We need better population based efforts to protect the public's health. Agencies such as the FDA and the EPA have an important role to play. In the matter of tobacco use, for example, we have seen the long term effects of the Public Health Service, through its Surgeon-General's reports in the gradual reduction of smoking. The FDA has played a major role in educating the public and in moving toward further constructive regulatory activity. The EPA continues to move us toward smoke-free environments.

But healthy communities are dependent on broad ecological efforts. Our urban and rural areas of poverty have been neglected and permitted to suffer dilapidation. Toxic dumps are too often associated with poor neighborhoods.

Thus as we move toward a new generation of healthy people we will be moving to build healthy communities. None of us is exempt from this effort, for it must be comprehensive and all-inclusive. (Figure 12) We must continue our efforts to assure safe, fluoridated water supplies. I commend the Surgeon General in commissioning a report on oral and craniofacial health.

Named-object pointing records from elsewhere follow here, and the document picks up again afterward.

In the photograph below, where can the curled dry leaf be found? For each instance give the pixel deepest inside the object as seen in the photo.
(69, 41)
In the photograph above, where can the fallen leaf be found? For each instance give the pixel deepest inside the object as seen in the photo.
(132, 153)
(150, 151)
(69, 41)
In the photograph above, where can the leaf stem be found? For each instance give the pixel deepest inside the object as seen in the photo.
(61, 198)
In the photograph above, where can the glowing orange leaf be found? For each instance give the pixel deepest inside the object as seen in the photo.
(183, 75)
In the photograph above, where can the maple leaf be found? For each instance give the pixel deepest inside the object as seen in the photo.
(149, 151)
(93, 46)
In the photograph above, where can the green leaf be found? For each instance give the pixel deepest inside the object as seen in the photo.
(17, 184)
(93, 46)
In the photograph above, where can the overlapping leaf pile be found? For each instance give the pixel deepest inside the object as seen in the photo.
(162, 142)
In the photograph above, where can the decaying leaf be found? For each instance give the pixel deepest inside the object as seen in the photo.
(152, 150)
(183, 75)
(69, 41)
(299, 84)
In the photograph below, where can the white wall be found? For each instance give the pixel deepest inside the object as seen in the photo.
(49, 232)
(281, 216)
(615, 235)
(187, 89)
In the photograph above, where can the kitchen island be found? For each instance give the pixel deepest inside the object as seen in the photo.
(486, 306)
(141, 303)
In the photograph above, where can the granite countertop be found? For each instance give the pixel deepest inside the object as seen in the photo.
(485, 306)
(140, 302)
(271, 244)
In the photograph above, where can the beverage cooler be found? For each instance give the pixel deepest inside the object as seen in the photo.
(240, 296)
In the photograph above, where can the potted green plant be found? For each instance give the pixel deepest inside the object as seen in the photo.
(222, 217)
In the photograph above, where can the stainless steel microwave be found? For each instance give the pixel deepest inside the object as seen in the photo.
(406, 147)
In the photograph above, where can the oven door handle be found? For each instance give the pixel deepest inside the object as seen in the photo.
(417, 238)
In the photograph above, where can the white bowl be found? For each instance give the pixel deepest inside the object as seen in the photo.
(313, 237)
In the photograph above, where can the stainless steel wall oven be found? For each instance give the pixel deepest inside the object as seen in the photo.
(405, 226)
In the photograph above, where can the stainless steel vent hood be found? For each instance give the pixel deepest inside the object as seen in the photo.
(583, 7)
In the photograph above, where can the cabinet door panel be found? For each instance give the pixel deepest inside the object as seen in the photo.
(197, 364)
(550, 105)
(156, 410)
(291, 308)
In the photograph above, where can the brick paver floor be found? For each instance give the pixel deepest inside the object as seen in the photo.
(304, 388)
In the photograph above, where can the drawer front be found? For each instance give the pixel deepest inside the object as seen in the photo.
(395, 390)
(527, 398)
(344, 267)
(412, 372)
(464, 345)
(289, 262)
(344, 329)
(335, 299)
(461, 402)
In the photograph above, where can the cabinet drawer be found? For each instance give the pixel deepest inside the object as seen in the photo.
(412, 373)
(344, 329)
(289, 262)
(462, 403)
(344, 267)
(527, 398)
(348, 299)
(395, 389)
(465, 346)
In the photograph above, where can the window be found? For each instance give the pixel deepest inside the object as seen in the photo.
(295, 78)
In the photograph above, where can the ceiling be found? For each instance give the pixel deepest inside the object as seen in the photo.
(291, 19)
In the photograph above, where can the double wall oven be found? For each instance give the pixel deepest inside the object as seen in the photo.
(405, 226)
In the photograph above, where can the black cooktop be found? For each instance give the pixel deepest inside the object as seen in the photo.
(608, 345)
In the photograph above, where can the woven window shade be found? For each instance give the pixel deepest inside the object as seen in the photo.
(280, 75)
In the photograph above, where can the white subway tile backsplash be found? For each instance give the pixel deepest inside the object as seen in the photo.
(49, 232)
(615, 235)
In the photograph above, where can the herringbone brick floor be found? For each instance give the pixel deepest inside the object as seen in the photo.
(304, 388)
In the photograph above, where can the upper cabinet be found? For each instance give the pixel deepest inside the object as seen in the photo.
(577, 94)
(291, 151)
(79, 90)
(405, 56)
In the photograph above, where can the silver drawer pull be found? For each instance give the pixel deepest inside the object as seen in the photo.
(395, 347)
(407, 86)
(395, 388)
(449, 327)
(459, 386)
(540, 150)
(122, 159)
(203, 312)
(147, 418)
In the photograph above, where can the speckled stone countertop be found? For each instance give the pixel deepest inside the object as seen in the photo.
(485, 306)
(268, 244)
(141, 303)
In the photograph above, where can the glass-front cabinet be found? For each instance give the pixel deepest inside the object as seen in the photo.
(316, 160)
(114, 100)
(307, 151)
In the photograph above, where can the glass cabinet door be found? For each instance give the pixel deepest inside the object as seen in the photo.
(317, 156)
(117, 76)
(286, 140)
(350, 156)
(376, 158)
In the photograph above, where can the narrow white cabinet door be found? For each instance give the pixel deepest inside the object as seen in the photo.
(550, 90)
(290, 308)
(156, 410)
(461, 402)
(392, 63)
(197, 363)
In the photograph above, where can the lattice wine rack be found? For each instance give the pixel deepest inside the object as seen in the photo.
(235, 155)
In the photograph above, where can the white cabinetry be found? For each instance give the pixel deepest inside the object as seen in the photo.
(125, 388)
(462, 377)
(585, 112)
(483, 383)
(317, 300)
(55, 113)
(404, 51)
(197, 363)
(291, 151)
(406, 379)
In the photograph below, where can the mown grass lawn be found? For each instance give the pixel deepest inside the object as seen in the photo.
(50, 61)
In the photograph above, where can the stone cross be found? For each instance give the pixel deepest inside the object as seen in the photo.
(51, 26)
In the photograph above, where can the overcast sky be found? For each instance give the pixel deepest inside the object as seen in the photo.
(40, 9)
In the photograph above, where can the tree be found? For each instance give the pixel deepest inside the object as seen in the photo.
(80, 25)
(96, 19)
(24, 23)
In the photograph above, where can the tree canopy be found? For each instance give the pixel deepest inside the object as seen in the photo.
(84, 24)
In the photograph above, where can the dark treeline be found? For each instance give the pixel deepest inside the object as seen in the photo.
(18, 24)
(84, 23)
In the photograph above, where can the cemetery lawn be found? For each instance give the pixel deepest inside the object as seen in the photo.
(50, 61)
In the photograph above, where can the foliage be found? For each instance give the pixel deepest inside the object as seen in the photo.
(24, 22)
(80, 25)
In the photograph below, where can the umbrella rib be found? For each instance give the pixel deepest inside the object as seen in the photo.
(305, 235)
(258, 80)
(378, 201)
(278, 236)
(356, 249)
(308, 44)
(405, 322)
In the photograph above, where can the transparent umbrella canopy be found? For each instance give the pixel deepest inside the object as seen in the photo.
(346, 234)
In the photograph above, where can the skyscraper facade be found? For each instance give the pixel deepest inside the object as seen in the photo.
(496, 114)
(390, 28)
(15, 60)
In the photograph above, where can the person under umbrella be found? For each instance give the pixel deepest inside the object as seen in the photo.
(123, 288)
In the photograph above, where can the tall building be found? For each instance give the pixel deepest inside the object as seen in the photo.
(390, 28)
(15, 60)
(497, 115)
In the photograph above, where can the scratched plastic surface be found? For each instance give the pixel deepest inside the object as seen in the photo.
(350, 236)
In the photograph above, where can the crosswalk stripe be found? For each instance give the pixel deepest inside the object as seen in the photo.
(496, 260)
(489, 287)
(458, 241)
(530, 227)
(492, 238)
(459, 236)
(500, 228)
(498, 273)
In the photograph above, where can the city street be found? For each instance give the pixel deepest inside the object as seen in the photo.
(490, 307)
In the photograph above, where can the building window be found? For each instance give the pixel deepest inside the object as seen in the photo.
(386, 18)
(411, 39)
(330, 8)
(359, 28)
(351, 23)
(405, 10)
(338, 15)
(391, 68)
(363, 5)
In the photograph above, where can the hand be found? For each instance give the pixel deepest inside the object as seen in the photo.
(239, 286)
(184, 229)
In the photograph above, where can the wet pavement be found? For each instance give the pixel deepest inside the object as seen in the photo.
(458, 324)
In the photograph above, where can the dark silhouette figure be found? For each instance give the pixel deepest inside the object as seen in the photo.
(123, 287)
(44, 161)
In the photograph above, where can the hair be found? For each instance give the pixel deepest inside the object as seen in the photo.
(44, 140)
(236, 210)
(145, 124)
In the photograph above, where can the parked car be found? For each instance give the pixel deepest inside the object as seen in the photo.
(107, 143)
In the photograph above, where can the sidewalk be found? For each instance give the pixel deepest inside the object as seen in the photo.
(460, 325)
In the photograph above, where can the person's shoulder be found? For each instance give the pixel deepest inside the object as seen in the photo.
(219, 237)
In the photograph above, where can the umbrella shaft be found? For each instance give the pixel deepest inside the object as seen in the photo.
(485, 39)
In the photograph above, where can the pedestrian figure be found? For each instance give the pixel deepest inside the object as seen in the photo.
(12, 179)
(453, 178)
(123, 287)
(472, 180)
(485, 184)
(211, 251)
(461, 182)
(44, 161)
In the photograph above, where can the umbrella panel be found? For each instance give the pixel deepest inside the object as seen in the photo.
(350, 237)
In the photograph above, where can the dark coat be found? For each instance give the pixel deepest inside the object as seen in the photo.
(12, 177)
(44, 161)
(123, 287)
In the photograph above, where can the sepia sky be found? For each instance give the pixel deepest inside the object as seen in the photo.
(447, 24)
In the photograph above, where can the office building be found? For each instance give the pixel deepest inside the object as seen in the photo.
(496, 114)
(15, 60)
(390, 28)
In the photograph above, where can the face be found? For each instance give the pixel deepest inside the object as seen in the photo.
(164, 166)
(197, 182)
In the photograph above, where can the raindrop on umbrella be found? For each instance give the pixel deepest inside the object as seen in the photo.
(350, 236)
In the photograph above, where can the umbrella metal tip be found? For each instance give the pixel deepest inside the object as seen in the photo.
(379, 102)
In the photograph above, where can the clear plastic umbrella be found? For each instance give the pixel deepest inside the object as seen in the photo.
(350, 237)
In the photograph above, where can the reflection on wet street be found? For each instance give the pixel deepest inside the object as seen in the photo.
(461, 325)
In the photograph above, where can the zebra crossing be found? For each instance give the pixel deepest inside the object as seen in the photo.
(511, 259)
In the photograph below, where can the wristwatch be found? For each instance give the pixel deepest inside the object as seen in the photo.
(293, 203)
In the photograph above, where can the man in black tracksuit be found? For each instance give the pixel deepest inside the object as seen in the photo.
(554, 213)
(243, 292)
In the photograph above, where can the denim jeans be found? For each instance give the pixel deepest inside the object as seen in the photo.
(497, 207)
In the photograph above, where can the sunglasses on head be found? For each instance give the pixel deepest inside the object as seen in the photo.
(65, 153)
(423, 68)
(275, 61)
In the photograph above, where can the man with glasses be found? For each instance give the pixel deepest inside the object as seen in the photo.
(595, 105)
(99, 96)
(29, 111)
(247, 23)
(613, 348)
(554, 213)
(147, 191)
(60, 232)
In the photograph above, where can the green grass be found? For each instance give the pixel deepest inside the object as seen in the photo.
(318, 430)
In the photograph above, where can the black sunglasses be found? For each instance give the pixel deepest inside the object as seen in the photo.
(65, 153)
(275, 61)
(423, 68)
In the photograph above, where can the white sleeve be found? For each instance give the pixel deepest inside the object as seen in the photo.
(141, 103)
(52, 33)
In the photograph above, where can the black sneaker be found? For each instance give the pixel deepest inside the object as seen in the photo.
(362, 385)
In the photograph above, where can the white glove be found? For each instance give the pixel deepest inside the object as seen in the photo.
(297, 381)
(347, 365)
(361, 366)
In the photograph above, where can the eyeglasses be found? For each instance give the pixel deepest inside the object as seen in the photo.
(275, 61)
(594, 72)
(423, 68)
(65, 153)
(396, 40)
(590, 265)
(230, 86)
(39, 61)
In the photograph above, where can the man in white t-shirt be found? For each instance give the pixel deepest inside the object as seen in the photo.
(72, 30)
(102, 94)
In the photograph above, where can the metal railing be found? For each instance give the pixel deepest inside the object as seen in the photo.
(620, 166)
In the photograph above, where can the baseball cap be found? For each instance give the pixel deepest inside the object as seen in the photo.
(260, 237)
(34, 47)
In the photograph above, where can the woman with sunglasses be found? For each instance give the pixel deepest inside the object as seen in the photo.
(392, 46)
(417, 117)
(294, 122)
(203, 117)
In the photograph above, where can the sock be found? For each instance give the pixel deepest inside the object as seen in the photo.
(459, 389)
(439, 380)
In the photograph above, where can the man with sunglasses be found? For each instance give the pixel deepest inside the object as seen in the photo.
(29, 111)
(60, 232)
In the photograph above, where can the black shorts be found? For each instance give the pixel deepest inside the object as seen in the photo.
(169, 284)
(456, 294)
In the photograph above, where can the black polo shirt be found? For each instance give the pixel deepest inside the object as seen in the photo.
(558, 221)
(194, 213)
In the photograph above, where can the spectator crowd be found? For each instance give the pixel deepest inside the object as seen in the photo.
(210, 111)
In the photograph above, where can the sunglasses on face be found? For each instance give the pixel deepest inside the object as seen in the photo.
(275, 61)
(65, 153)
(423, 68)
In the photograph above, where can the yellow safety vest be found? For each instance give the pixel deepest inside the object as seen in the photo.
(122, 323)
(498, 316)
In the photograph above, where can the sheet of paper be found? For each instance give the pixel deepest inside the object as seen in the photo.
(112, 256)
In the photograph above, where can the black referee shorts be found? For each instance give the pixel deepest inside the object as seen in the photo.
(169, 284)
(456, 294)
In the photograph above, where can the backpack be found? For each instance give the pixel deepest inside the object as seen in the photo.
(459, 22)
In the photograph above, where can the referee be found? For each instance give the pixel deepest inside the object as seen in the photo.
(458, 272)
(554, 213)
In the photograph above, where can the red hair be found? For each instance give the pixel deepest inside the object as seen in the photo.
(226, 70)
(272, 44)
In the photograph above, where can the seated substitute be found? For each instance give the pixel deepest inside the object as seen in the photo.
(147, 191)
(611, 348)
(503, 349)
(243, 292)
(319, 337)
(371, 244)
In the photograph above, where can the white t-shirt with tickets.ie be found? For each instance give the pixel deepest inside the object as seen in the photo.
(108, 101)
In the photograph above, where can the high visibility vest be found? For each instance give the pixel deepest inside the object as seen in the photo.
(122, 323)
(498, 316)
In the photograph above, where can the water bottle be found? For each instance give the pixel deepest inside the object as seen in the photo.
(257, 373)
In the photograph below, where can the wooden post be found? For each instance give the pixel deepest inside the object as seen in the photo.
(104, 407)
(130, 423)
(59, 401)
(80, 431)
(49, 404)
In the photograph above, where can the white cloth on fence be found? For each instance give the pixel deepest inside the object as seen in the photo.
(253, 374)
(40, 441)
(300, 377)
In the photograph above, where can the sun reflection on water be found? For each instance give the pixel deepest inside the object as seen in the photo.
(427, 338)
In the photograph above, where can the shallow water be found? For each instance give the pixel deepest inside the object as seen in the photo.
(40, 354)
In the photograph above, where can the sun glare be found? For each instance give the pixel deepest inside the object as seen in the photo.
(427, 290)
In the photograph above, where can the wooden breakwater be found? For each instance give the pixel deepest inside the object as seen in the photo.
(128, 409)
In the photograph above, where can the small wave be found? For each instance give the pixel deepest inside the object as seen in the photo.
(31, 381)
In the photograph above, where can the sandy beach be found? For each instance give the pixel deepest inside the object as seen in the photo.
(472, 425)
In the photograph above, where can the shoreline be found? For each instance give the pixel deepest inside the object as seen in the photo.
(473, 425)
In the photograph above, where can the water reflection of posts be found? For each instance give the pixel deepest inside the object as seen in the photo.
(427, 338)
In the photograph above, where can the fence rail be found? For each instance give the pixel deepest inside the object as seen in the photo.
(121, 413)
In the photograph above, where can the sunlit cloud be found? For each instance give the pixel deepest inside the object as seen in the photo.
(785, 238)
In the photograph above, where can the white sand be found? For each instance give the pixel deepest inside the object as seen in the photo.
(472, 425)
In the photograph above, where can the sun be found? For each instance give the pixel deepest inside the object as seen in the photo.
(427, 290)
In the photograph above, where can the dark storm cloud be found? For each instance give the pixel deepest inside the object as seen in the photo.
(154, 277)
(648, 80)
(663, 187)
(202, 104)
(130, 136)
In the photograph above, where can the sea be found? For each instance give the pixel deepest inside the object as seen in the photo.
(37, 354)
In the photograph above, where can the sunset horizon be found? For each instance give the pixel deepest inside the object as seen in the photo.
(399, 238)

We have made progress in increasing our knowledge base. The recent proposals of additional support for NIH indicates we will continue these efforts. Our new knowledge coming from the genome project will give us much to contemplate, scientifically, clinically and ethically. We need to continue to generate the political will for our programs to improve the public's health.

And through this effort to generate health goals for the year 2010 we are demonstrating we have the social strategies to enhance our efforts.

We have the resources to achieve the best health record of any country in history. (Figure 13) With the leadership of the Surgeon-General let us proceed to realize that goal.